The fourth area that supported my parents was the local community. Most of us are familiar with the quote, “It takes a village,” also the title of a book written by Hillary Clinton in 1996. I found some truth in that quote, but the quote is totally inadequate. A more truthful quote would be, “It takes a family and a village can help.” That was certainly true with my childhood. Our neighbors, teachers, pastors, and friends were all contributors to informing my parents about my actions in the community. I remember times I misbehaved and by the time I returned home, my parents already knew and were ready with the discipline.
The fifth area of support for my parents was the local church. In those days, the church did not have as much competition as it does today, because the church and school were the center of activity for many communities. Our parents, relatives, and friends all met at church and discussed the Bible as well as the actions of their children. It was at church where I saw my dad walk to the front of the congregation and kneel at the altar and renew his relationship with the Lord. After seeing my dad respond to God’s invitation, it was a week later that, as a twelve-year-old boy, I asked Jesus into my life as my Savior and my Lord. Many years later, I was licensed and ordained to the gospel ministry in that same small home church. Months after that, I married Jan, the girl I had met there as well, five years earlier. She became my wife, as we said our vows to each other in the church that had grown so special to me through all of my early years. It influenced my life for good as it also helped my parents with the awesome responsibility of “training up a child.”

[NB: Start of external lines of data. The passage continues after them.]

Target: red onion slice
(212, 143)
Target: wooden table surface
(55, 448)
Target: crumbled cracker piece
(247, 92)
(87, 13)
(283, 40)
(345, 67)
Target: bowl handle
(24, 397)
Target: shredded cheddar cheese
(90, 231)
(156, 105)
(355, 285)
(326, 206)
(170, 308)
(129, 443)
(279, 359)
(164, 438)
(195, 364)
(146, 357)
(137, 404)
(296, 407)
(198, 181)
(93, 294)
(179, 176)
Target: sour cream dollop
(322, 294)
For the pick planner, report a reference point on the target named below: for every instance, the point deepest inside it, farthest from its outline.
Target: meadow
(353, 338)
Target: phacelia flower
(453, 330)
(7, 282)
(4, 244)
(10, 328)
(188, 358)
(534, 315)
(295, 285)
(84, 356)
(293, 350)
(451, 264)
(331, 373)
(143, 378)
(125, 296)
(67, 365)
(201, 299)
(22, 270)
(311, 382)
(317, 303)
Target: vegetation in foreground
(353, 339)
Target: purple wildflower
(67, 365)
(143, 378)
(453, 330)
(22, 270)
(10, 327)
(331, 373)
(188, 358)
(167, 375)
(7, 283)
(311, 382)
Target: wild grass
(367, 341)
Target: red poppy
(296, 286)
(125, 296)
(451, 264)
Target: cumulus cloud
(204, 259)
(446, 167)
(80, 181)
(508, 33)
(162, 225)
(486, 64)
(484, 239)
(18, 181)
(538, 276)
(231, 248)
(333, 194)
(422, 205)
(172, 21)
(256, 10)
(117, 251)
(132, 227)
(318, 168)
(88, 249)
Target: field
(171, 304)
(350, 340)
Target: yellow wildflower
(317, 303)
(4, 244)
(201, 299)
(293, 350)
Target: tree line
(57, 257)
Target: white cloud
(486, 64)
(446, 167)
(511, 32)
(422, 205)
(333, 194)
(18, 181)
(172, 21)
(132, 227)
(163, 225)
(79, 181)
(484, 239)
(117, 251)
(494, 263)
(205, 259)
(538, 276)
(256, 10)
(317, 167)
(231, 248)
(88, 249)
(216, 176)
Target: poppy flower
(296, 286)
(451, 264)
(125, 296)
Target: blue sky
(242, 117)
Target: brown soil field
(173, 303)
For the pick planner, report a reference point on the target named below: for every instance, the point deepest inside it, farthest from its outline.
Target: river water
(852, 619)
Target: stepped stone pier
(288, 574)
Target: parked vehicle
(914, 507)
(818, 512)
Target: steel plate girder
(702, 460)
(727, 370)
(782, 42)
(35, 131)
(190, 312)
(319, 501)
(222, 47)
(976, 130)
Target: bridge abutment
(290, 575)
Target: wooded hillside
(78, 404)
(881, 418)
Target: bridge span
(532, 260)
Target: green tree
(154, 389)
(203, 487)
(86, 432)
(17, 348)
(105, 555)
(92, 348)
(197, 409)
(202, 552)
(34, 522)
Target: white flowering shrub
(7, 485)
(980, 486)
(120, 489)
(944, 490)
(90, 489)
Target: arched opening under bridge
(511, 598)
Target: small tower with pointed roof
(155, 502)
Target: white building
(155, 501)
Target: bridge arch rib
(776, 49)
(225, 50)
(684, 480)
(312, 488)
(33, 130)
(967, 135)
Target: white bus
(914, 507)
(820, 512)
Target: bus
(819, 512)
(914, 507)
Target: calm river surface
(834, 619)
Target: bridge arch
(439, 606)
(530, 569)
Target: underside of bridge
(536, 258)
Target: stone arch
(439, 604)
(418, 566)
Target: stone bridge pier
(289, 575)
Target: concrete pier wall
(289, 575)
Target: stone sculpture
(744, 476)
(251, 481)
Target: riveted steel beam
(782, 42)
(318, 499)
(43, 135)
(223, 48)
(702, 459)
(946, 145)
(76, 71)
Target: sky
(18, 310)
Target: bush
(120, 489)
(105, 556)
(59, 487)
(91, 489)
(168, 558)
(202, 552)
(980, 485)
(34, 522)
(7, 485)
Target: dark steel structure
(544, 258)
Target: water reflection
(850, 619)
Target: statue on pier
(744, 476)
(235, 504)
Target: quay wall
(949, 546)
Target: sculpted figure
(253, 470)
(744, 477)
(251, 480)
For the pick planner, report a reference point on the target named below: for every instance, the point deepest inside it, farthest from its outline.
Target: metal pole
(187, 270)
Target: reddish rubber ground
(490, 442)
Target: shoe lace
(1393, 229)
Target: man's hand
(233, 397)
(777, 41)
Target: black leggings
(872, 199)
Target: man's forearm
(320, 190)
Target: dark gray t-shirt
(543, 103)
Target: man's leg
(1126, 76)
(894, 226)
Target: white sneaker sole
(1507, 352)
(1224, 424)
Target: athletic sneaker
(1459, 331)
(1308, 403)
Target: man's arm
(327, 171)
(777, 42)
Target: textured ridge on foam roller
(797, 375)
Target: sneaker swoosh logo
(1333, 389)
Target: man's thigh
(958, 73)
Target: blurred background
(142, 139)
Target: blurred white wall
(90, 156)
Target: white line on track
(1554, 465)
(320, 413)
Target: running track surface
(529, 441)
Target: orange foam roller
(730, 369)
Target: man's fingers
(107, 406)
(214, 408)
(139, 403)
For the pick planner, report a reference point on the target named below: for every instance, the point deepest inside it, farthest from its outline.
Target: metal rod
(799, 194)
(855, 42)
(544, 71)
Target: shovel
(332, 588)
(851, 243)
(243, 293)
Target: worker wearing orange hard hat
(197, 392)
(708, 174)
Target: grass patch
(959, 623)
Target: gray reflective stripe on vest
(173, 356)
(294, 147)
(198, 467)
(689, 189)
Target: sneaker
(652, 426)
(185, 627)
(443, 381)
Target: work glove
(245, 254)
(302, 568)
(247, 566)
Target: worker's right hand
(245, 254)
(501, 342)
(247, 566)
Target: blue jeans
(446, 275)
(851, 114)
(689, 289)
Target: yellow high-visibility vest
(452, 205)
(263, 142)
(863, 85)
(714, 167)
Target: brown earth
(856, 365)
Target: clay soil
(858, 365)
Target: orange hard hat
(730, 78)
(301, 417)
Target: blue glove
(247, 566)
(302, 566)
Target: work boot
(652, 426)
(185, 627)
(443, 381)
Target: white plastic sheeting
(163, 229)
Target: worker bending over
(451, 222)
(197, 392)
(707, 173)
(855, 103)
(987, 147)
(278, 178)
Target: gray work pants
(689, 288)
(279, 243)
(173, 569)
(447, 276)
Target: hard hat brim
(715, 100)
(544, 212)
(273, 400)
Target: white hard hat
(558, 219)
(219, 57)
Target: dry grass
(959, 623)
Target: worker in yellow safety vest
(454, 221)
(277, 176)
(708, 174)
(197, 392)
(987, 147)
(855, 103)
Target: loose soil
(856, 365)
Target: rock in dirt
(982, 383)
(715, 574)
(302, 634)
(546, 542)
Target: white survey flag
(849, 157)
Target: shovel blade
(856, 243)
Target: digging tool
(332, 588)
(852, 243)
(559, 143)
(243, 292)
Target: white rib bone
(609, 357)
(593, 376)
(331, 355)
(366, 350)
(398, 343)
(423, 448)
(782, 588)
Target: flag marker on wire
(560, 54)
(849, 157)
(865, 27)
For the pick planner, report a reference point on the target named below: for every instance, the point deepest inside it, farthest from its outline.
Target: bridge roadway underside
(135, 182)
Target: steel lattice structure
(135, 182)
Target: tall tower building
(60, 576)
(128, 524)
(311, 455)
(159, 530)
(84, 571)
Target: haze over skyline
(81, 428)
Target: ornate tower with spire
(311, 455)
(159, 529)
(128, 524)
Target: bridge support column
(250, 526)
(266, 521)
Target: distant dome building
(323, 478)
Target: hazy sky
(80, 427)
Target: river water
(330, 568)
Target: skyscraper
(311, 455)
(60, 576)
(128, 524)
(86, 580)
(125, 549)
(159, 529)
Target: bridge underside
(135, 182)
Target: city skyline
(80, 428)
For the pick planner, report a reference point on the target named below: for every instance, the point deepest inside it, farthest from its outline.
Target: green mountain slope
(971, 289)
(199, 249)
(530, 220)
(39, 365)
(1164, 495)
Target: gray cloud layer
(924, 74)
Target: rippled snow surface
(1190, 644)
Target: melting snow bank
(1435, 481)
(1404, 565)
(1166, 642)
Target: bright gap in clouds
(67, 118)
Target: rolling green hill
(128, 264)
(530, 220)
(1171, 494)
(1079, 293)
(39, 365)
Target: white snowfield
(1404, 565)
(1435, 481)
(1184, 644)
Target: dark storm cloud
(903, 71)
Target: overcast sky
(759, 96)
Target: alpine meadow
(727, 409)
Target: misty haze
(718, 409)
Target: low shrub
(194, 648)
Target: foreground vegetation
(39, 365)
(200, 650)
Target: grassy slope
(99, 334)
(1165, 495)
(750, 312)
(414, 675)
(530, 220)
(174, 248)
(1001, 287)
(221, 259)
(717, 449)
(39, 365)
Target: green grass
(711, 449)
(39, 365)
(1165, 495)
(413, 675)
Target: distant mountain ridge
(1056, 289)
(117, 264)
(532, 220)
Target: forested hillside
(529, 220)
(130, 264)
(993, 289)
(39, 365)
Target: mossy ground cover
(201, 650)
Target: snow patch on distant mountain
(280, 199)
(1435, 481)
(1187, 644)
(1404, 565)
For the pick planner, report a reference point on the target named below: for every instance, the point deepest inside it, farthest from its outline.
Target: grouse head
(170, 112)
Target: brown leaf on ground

Today, I am convinced that my sons do not have the support that my parents had. The public schools, television programming, government, and community do not seem to give very much positive assistance to the family in the 21st century. This lack of encouragement places a lot of pressure upon parents and churches to do everything they can do to strengthen the family.
Yes, back in my growing up days it seemed to be easier for the family to make it, but the God of the Bible who helped young David to kill a giant, and Jesus to raise the dead, was on the throne then and is still on the throne today. We, as His children of all ages, need to read His Word, as we share it with our children and grandchildren.
You might even do what I did as a father of three young boys. I acted out a Bible character as my sons took their turns acting out some of the characters in the story. I played the part of Goliath as each son got to take his turn being David, the courageous giant slayer. We also acted out Jonah running from God and then having to be thrown overboard and swallowed by the big fish.
Those were great times between our sons and us as we tried to teach them God’s Word and help them to know that with God, we can be overcomers, and victorious even during hard times. It helped to bring God’s Word alive as we taught them to... “remember when!”